Hechos de los apóstoles 8, lb-8; Sal 65, 1-3a. 4-5. 6-7a ; san Juan 6, 35-40

Juan Pablo II amaba la Eucaristía. Su última encíclica, “Ecclesia de Eucharistía”, nos habla de cómo la Iglesia vive de la Eucaristía, porque es la síntesis del misterio de la fe, fuente y cima de toda la vida cristiana. Este amor por el sacrificio redentor de Cristo, hecho alimento, le llevó a precisar en detalles y gestos su devoción y adoración a ese sacramento. Además, y de modo personal, pasaba horas delante del Sagrario haciendo oración a Jesús sacramentado. El Papa también aprovechaba sus viajes para que, en muchos de los países visitados, se celebrasen congresos eucarísticos, y en los cuales el mismo Santo Padre ordenaba a sacerdotes, futuros ministros dispensadores de los sacramentos de Dios.

Uno de esos congresos eucarísticos fue el de Sevilla (España), en 1993. Y lo recuerdo de una manera especial, porque en él fui ordenado sacerdote por el Santo Padre. Como podéis imaginar supone para mí un recuerdo imborrable que jamás apartaré de mi memoria. En primer lugar, porque se me imprimió el carácter ministerial del sacerdocio, del que espero ser fiel hasta la eternidad (y esto no es un decir, ya que el carácter sacerdotal me acompañará incluso después de morir). Por otro lado, el que fuera Juan Pablo II el que nos confiriera semejante Orden, supone algo más que un detalle. De hecho, aunque la celebración la viví muy emotivamente, sí me estuve fijando cómo el Papa celebraba la Misa. Su mirada, sus manos, sus gestos, sus palabras… todo lo fui asimilando como referente privilegiado para mis futuras eucaristías. Aunque para muchos pasara inadvertido, me fijé de manera especial en la manera en que agarraba el Cáliz después de haber bebido de él. Lo asía con fuerza, como si fuera su mano una prolongación de ese Cáliz que contenía aún la sangre de Cristo. No tenía prisa el Papa. Cerró los ojos, y estoy convencido de que estaba hablando con el Amor de sus amores.

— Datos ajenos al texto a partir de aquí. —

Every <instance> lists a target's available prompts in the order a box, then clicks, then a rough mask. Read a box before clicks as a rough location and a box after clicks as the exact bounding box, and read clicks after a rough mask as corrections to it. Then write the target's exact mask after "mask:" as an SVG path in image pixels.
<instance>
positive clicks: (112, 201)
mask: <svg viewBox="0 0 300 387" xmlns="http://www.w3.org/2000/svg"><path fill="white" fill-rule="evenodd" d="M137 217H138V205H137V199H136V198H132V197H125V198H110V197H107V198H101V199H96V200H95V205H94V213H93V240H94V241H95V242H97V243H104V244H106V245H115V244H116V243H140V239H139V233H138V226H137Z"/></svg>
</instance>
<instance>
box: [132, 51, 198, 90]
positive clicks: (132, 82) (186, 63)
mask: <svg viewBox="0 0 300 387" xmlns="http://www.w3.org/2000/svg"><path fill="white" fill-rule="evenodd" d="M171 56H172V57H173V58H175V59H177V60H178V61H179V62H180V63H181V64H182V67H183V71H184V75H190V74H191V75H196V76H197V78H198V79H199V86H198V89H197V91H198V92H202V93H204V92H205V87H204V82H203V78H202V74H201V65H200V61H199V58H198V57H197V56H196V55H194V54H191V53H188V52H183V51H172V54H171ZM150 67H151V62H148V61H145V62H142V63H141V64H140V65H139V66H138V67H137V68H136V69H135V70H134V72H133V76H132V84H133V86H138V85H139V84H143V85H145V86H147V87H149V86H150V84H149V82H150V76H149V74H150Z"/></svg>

Recordé esa otra anécdota del Santo Cura de Ars. Este sacerdote ya anciano, en unas navidades en ese pueblecito francés que pastoreaba, cuando celebraba la Santa Misa, recuerda su coadjutor, que en el momento de coger la Hostia, antes de comulgar, su rostro pasaba de la tristeza a la alegría en varias ocasiones, prolongándose durante un buen rato semejante situación. Al terminar la celebración, el sacerdote que acompañaba a San Juan Bautista Vianney, le preguntó el motivo de esos cambios de ánimo al coger el Cuerpo de Cristo. El Cura de Ars le contestó: “Cuando lo tenía entre mis manos me vino una gran tentación. Le dije al Señor que quizás al morir no le tendría más, así que como ahora lo tenía en mis dedos no lo soltaría nunca. Esto me producía tristeza, porque quizás si lo soltaba ya no lo tendría, y me daba alegría porque, en ese preciso momento, Jesucristo Nuestro Señor… ¡era totalmente mío!”

Estas “locuras” sólo se les ocurren a los santos. Y ese mismo amor vi en el Papa cuando celebraba la Eucaristía. Desde esa primera Misa de mi ordenación sacerdotal, le he pedido al Señor que todas las siguientes las pudiera celebrar con ese mismo recogimiento y fervor del que fui testigo. Debo de confesar, aunque sea una pequeña licencia en estos días tan especiales que estamos viviendo, que una de mis “pasiones dominantes” es, precisamente, el amor hacia la Eucaristía… Le pido al Santo Padre, Juan Pablo II, que me la intensifique hasta el fin de mi vida.

¿Y la Virgen María?… Nada mejor que leer al Papa cuando habla de Nuestra Madre y su relación con el Sacrificio del Altar: “La Eucaristía, en efecto, como el canto de María, es ante todo alabanza y acción de gracias. Cuando María exclama ‘mi alma engrandece al Señor, mi espíritu exulta en Dios, mi Salvador’, lleva a Jesús en su seno. Alaba al Padre ‘por’ Jesús, pero también lo alaba ‘en’ Jesús y ‘con’ Jesús. Esto es precisamente la verdadera ‘actitud eucarística’”.